Designing car, making jigs, and labor to do that stuff is a lot to recover so that cost has to be spread out into the number of cars your gonna build. The number of hours you have in just drawing tabs, brackets and etc is overwhelming. I know on one of my cars I have over 90 different tabs/brackets and lasered parts just for that one style of car.

Material (before stuff got crazy) cost just for the main frame (no bumpers and etc) is gonna run close to 2K if you buy enough to do multiple cars (say 5) and then you have lazered parts, brackets, tabs, and etc (that can easily run 700.00 per car).

Time to build a car from raw tubing to finish ready to powder coat: That's gonna very a ton, things like how often you do it and your equipment change that a lot. For example, I've had a guy weld for me before and he's really good and fast as hell. A car all tacked together on jig took him 6.5 hours and then 1.5 hours out of jig to weld underside that you can't get to on jig. I did the same car and didn't keep real good time but I was around 14 hours just in jig part. Course he put his helmet down and didn't lift it until he was done.

2 guys working can usually do one in around 40 to 50 hours, if you done a couple before.
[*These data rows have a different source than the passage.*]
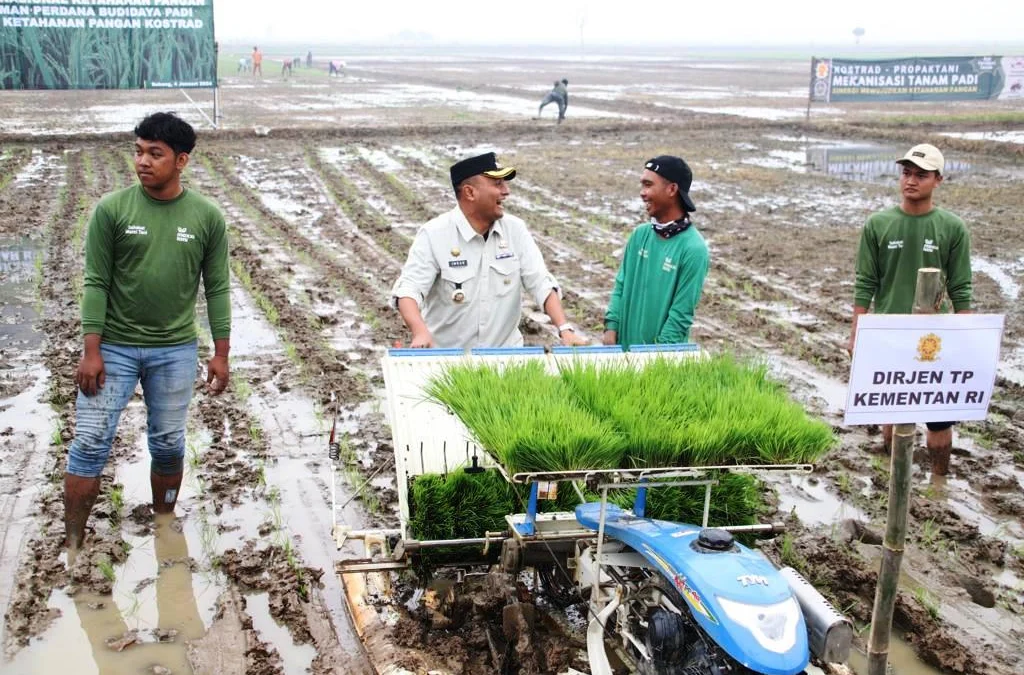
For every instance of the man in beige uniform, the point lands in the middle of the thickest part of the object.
(462, 284)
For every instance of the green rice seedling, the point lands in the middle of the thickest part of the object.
(107, 568)
(525, 419)
(706, 411)
(927, 600)
(116, 496)
(461, 505)
(930, 532)
(843, 483)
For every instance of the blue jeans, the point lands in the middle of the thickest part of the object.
(168, 377)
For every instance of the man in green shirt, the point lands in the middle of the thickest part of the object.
(665, 263)
(897, 242)
(146, 247)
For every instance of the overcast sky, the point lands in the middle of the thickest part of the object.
(623, 22)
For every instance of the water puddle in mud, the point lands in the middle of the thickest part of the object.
(20, 261)
(252, 337)
(296, 659)
(902, 661)
(810, 499)
(1000, 272)
(165, 591)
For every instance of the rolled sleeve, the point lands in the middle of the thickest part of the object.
(418, 273)
(536, 278)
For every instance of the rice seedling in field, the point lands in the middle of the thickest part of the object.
(461, 504)
(524, 418)
(700, 412)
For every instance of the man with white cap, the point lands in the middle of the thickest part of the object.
(897, 242)
(462, 283)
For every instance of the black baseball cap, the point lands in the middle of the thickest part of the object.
(485, 164)
(674, 169)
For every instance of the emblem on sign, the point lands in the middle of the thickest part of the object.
(929, 347)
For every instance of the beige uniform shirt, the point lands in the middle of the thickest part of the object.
(470, 290)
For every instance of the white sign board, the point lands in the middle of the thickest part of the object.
(923, 368)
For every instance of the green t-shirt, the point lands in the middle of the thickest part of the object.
(657, 287)
(894, 245)
(143, 259)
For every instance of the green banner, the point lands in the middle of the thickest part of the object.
(107, 44)
(953, 78)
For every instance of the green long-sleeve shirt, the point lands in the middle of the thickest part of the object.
(143, 259)
(894, 245)
(657, 287)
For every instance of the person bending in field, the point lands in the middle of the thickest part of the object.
(145, 250)
(462, 284)
(257, 58)
(665, 263)
(558, 94)
(897, 242)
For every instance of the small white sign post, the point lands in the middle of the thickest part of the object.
(908, 369)
(923, 368)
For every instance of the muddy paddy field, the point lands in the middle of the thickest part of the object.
(324, 182)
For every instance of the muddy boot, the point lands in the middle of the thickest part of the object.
(80, 495)
(165, 492)
(940, 459)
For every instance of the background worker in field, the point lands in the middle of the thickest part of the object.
(257, 59)
(146, 248)
(665, 263)
(897, 242)
(462, 282)
(558, 94)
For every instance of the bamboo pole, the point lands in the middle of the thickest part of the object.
(927, 298)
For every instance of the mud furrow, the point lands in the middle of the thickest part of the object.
(353, 205)
(359, 281)
(44, 568)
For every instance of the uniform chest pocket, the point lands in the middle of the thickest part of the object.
(505, 276)
(458, 285)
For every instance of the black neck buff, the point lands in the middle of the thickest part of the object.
(670, 229)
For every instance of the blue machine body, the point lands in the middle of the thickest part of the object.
(702, 578)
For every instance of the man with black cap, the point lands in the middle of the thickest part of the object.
(665, 263)
(897, 242)
(462, 283)
(558, 94)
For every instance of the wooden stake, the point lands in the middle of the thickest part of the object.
(927, 298)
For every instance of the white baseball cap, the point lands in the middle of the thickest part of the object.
(926, 156)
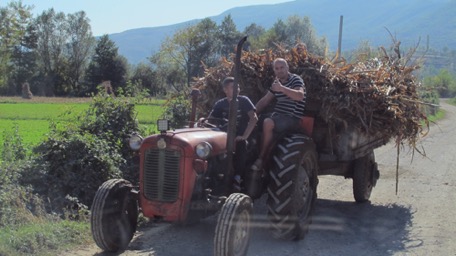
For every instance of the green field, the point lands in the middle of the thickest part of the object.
(32, 120)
Again that's no bumpers, fuel cell cages, etc just a bare frame.

Honestly frames should cost way more then they do, If a guy was honest.

#Note: this is bending the tubing and notching it, nothing CNC'ed prebent and notched

[ZERO25]

Do you think buying cars in a box, CNC'ed, will lead to more consistency in rigidity?

[fastford]

do they have CNC,s that can weld an entire LM chassis ?